Signed by TU officials on Feb. 27, the new practice, which goes into effect Aug. 1, allows students to take five days off to grieve the loss of “an individual with a significant relationship.” Two additional days for travel are also allotted.
“Significant relationships” may include, but are not limited to, parents; legal guardians; spouses or legal union partners; siblings; children; uncles, aunts; cousins; nieces; nephews; in-laws; and step-relations.
Students opting to use the bereavement procedure will be given a “reasonable amount” of days to make up missed academic work. They are encouraged to be in constant communication with their professors that make-up work, or extensions on assignment deadlines.
Proof of death, such as an obituary, death certificate or funeral service program, is required. Both undergraduate and graduate students are covered under the procedure.

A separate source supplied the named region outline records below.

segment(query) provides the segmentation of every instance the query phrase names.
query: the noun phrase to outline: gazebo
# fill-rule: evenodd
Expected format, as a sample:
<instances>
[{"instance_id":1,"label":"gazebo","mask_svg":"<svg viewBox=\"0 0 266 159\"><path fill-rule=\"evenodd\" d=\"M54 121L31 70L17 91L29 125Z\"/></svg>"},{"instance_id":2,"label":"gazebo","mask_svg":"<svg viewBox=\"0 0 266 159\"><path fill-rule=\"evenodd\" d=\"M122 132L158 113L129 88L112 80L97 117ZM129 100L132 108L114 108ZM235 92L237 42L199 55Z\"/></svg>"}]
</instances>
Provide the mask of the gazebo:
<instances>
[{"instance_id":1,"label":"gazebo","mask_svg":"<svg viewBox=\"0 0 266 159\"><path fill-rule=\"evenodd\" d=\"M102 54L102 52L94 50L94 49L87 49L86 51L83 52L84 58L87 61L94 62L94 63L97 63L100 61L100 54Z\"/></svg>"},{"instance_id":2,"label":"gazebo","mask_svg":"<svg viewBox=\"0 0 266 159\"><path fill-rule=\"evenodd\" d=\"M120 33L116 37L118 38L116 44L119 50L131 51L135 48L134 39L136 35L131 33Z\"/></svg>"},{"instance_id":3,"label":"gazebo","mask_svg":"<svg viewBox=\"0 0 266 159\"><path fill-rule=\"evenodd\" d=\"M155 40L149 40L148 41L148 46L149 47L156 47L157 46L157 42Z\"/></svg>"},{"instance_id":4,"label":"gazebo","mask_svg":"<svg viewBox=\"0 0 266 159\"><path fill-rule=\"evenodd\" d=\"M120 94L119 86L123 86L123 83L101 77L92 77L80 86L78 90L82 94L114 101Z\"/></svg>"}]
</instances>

Associate Vice President for Campus Life Teri Hall has long worked with the provost’s office to help students in mourning, but she’s pleased TU has formalized the procedure.
“We’re an institution that values community and caring for each other,” says Hall, “and so [the bereavement procedure] is in line with the acknowledgment that this is who we are.”

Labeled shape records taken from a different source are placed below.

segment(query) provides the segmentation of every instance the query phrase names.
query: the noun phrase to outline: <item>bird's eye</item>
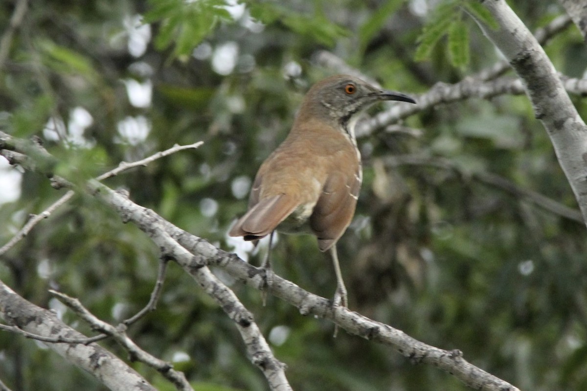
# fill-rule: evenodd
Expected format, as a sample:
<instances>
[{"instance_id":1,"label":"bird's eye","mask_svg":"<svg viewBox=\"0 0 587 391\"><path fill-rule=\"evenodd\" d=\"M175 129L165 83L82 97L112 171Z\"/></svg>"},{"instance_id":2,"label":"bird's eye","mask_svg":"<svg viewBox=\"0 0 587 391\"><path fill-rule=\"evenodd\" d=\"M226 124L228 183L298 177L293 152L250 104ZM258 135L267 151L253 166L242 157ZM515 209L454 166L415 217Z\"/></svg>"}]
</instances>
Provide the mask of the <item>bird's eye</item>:
<instances>
[{"instance_id":1,"label":"bird's eye","mask_svg":"<svg viewBox=\"0 0 587 391\"><path fill-rule=\"evenodd\" d=\"M348 95L352 95L356 92L356 90L357 87L355 87L355 85L352 83L349 83L345 86L345 92L346 92Z\"/></svg>"}]
</instances>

Towson is not the first public university in the state to implement such a procedure; Morgan State University has a similar, but smaller, process. But Morgan State is not a USM institution.
“We know that five days off and two travel days isn’t enough for a student to really get over the loss of a parent or grandparent or someone significant to them,” says Hall, “but it at least is a sign of the commitment from the institution that we understand as much as we can.”
Former Student Government Association Chief of Staff Kennard Wallace ’14 says a 2011 incident, in which a student felt unfairly treated after his grandmother’s death, motivated Wallace and other SGA representatives to formalize an academic procedure for bereavement with the university. He and a student committee researched college students’ mental health while mourning, as well as bereavement practices at other universities. They drafted the document the university later officially adopted.
“This is something that’s very beneficial for our students and our university as a whole,” says Wallace, “and I’m glad that other universities are looking at Towson University as a leader in this initiative.”
Creating the bereavement practice as a procedure allows it the flexibility to meet the individual needs of students who may work with professors to take fewer or additional days, if necessary. Wallace says this is different from a policy in an important way. “A policy is very structured and very rigid. A procedure flows.”
As Towson’s current Maryland Higher Education Commission (MHEC) Student Advisory Council representative, Wallace has been sharing TU’s experience with officials from other campuses and reports increasing support for getting bereavement procedures on the books and actively promoted at other institutions.
“Three years ago we started with just this one young man coming into our SGA meeting,” says Wallace, “and now, in possibly another calendar year, this could be implemented statewide.”